Após a publicação da reportagem, o governo do Estado anunciou a assinatura de um decreto para autorizar a Sedu a distribuir absorventes para alunas em situação de vulnerabilidade social. O texto foi atualizado com a informação.

Assim como fez o presidente Jair Bolsonaro (sem partido), o governador do Espírito Santo, Renato Casagrande (PSB), também vetou, em agosto deste ano, um projeto de lei para distribuir absorventes a estudantes de escolas públicas. As motivações para os vetos, contudo, foram diferentes.

O governo federal argumentou que o texto aprovado pelo Legislativo não previa a fonte de custeio do programa, enquanto que no âmbito estadual, o argumento foi vício de iniciativa, ou seja, a proposição deveria partir do Executivo porque criava uma nova função à administração estadual. 

Embora a inconstitucionalidade tenha baseado as justificativas de ambos os vetos, isso não foi um problema para oito Estados e o Distrito Federal sancionarem leis nesse sentidoNem mesmo para o município de Vitória, onde desde de 2020 vigora uma legislação que prevê a distribuição do produto de higiene feminino nas escolas.  A iniciativa partiu da Câmara Municipal. 

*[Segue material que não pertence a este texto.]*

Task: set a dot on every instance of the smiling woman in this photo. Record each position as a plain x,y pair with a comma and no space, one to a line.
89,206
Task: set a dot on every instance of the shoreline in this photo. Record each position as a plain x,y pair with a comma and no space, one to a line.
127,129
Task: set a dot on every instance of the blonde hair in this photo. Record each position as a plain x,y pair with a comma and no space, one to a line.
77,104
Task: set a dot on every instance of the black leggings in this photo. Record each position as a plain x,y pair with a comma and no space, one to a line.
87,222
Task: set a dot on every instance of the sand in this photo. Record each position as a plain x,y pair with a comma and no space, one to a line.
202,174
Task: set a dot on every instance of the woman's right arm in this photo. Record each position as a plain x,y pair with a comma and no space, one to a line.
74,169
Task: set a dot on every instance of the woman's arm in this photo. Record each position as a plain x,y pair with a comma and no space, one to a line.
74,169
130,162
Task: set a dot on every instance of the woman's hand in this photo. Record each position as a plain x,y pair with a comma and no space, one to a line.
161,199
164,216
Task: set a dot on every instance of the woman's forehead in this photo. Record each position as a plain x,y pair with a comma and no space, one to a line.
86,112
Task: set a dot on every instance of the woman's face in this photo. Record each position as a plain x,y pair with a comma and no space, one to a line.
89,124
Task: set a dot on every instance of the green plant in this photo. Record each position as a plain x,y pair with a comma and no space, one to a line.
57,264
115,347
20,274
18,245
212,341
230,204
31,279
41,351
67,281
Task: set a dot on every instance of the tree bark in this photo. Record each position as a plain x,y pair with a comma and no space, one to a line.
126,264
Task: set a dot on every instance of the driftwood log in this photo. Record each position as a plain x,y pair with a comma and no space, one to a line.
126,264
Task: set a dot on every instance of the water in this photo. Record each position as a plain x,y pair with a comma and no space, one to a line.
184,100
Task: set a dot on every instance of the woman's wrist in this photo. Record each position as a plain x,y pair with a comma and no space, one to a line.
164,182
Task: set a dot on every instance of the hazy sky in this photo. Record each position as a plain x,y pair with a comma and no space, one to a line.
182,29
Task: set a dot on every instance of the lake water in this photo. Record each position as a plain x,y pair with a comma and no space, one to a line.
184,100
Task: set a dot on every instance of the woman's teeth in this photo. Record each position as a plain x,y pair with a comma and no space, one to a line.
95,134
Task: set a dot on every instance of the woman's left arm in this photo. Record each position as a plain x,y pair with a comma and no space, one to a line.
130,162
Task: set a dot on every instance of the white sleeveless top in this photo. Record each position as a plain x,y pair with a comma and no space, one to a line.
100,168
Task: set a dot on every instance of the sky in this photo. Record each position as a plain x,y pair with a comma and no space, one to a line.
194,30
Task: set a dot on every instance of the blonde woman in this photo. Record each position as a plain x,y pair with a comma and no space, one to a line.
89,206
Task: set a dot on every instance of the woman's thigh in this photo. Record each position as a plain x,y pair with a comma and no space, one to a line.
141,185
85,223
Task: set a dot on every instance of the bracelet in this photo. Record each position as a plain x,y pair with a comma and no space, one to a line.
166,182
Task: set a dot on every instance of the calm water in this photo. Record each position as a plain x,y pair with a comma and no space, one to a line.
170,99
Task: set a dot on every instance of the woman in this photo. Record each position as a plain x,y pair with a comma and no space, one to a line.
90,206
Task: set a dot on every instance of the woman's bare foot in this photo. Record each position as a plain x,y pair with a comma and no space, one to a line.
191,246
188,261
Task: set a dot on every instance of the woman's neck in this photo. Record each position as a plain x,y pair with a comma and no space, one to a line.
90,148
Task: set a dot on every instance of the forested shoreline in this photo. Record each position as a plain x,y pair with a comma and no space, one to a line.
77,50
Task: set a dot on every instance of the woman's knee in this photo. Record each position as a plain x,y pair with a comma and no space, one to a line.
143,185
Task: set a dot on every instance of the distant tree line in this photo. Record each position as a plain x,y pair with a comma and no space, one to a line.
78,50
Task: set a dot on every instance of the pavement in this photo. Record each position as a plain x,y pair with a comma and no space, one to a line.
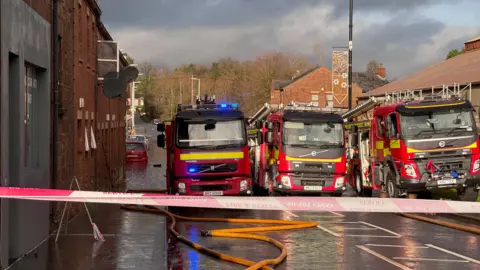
341,241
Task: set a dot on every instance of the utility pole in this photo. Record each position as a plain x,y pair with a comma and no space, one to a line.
350,45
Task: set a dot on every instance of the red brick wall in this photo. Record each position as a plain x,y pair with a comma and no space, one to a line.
318,82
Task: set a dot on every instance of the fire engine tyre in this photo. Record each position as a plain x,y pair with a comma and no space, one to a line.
468,195
358,185
390,185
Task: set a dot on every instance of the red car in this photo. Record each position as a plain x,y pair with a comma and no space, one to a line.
136,151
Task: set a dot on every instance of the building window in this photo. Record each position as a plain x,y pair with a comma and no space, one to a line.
31,124
329,100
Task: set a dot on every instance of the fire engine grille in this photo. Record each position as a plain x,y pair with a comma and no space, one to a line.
314,179
210,187
216,168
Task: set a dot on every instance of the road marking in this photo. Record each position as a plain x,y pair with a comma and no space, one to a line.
380,228
336,214
453,253
394,246
366,229
290,213
372,227
329,231
426,259
380,256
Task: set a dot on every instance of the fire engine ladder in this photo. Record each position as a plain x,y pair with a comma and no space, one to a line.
457,91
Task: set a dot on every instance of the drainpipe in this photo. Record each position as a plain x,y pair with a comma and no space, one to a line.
56,101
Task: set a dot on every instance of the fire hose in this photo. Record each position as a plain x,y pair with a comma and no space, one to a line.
244,233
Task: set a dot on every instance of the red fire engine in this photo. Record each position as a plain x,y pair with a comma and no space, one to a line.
207,151
414,147
304,150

Especialistas em Direito Constitucional consultadas por A Gazeta divergem sobre o assunto, e afirmam que é possível ter interpretações diferentes. Mas, independentemente dos projetos serem ou não constitucionais, elas ressaltam que há falta interesse dos governantes em propor políticas públicas para as mulheres.

De 2019 para cá, cinco projetos e três indicações foram protocolados por deputados na Assembleia Legislativa do Espírito Santo para implementar ações que garantissem o acesso de mulheres em vulnerabilidade social ao absorvente. Não houve, no entanto, nenhuma proposta de lei  por parte do Estado.

Procurado inicialmente por A Gazeta, o governo disse que a Secretaria de Estado da Educação (Sedu) estava concluindo um levantamento para quantificar o número de alunas que estão em situação de pobreza menstrual e que medidas vão ser anunciadas nos próximos dias.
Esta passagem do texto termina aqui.